Irish Potato Candies

There are two distinct food items I associate with St. Patrick's Day from growing up: Shamrock Shakes and Irish Potato Candies. 



While Shamrock Shakes have made their way to Texas (whew), many people don't know about Irish Potato candies. 

Being raised in the Philadelphia suburbs, and going to a Catholic schools named after the Irish saint himself, someone always brought a batch of these candies to school. They are incredibly easy to make, so I wanted to share this recipe for you to try over the weekend!



Irish Potato Candies

4 oz cream cheese, room temperature
1/4 c (1/2 a stick) butter, room temperature
2 c (about 1 16 oz bag) powdered sugar
1 tbsp vanilla (I prefer homemade, as its stronger)
2 1/2 c (about one 7.5 oz bag) sweetened, shredded coconut 
About 3 tbsp cinnamon

Beat the cream cheese and butter together (with a hand or stand mixture, either is fine).

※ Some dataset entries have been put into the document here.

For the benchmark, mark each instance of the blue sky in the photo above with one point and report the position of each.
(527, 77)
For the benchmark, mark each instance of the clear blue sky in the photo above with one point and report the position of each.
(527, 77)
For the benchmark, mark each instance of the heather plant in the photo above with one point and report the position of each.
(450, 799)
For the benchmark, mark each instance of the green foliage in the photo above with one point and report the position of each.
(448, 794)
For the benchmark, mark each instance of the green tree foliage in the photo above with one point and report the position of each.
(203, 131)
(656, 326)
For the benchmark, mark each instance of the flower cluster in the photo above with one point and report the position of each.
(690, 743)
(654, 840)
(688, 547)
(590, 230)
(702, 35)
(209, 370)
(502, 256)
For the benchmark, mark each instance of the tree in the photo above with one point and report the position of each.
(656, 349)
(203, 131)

Add one cup of powdered sugar, continue to beat. Add vanilla, coconut, and, keeping back about 1 or 2 tablespoons, add the rest of the powdered sugar. Beat until creamy. Add the cinnamon to the powdered sugar you held back, mixing until its the color of potatoes. Roll the mixture in to oblong balls (the less perfect the better), then roll the balls in the cinnamon mixture. You can get really intricate and add nuts to represent the eyes on the potatoes, but I usually just stab the balls with a fork a bit to get some texture. Next refrigerate the "potatoes" until about 15-20 minutes before serving. I tend to like food closer to room temperature, as you can taste it more!

*it is okay if the potatoes look really white when going in the fridge; the butter and cream cheese absorb the powdered sugar and leave a nice,splotchy, potato color!

I hope you enjoy this Philadelphia favorite! Let me know if you make them and what your reaction is.